LAUREN TAYLOR: Dartmouth is one of multiple colleges, including Harvard, to bring back its requirement that applicants submit an SAT or ACT score with their application. And a new study by researchers at Dartmouth found that the school’s test-optional policy may have had the opposite effect as it intended.
Early in the COVID-19 pandemic, many colleges and universities dropped their requirements for applicants to submit a test score, recognizing the difficulty of accessing in-person testing sites and research showing that more economically well-off students were much likelier to do well on the tests.
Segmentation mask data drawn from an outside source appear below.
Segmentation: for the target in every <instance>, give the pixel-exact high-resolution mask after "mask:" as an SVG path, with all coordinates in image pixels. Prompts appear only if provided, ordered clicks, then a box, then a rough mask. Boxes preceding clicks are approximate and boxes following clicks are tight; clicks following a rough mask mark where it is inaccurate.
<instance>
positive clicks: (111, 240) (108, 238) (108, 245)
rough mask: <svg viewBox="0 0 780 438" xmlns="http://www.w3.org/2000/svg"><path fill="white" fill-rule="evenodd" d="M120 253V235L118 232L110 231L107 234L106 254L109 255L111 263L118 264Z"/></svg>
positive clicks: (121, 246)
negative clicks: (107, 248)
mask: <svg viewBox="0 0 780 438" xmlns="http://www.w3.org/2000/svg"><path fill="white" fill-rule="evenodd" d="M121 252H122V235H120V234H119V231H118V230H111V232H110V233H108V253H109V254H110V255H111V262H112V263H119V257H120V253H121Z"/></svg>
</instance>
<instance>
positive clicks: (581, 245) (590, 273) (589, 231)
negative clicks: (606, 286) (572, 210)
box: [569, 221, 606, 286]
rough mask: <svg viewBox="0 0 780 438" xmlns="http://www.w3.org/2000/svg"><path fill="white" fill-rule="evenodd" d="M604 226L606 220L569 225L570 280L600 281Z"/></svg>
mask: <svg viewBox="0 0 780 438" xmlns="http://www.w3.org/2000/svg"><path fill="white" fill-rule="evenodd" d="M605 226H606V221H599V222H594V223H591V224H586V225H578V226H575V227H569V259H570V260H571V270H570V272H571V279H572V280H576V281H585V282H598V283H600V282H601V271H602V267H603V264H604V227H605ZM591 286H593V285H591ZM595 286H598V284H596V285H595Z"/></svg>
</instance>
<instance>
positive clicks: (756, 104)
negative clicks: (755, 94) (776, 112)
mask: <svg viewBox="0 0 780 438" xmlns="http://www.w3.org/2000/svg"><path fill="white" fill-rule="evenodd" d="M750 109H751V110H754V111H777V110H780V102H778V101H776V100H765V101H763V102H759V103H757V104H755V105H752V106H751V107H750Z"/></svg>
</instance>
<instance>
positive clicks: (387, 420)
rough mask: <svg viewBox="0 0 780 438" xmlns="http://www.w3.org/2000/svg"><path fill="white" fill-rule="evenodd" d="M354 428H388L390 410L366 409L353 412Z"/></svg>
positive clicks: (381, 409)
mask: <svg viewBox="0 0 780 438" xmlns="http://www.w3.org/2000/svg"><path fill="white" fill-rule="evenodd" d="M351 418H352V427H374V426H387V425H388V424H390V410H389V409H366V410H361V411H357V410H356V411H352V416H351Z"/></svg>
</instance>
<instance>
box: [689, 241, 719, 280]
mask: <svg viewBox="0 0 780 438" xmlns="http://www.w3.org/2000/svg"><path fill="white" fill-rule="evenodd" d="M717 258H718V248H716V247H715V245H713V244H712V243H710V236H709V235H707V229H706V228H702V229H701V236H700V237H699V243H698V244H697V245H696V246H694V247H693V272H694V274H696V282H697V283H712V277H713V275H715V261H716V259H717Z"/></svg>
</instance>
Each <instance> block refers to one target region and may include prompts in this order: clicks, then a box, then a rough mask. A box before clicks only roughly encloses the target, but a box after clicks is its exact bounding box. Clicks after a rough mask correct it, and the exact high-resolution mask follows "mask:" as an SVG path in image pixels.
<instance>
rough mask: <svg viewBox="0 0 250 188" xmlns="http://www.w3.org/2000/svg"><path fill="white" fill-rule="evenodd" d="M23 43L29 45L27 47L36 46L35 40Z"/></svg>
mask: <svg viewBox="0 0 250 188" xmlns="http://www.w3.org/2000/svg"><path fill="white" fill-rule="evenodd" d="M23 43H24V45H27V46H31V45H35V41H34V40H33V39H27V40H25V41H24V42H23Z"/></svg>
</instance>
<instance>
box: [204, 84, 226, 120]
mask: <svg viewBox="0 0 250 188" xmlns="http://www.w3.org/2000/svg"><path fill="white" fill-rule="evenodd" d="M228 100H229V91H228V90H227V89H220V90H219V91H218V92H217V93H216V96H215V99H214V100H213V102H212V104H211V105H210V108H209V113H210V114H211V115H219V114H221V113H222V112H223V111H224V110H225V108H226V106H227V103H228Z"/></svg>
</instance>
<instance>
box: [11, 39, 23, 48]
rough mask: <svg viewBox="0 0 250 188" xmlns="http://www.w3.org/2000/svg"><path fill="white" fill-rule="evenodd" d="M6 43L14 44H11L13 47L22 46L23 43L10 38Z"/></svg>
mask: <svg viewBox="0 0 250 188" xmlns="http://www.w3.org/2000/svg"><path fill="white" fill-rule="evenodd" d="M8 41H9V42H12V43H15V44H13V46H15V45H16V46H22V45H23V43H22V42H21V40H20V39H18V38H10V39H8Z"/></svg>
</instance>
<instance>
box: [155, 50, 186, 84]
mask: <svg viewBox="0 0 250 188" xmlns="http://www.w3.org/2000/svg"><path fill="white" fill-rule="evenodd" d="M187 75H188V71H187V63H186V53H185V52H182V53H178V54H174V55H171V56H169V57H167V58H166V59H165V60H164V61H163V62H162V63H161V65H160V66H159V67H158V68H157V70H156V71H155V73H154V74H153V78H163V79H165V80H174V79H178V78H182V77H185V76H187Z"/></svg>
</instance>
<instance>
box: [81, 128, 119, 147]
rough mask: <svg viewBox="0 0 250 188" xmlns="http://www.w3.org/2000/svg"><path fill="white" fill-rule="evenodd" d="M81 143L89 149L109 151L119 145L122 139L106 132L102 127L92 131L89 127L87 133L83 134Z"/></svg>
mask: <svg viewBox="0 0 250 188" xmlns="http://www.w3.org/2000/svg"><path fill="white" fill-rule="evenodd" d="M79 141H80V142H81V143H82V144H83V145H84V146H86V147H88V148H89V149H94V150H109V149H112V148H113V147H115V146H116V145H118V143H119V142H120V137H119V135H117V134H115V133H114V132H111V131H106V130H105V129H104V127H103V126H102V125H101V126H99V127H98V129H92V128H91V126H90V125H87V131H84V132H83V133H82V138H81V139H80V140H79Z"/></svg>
But the Dartmouth study found that the tests predicted academic success at the school and that lower-income students who did do well on the SAT or ACT were less likely to submit high scores, hurting their chances of admission.
The researchers say that above a certain score, admissions officers are more likely to pick a lower-income applicant.
“We see that for SAT scores above 1350, less advantaged students have a significantly higher probability of admissions conditional on test score. This is because Admissions Offices use SAT scores within context,” the paper says.
But this study only looks at one school – Dartmouth.
And previous research across the college application landscape finds that the number of high-scoring lower-income students is a fairly small sample size.
Research released in 2023 by economists at Harvard’s Opportunity Insights found that just 2.4% of SAT test takers coming from the bottom 20% of households by income scored at least a 1300.
That rate jumps for students from better economic circumstances. Roughly 1 in every 6 students from the *top* 20% of households scores at least a 1300.
For students from the top 1% of households by income, nearly *one-third* of them score a 1300 or higher.
Putting the two studies together suggests that standardized tests as a whole could skew toward students from the wealthiest backgrounds, but that students from a lower-income background with high scores benefit by having them alongside their college applications.
For Straight Arrow News, I’m Lauren Taylor.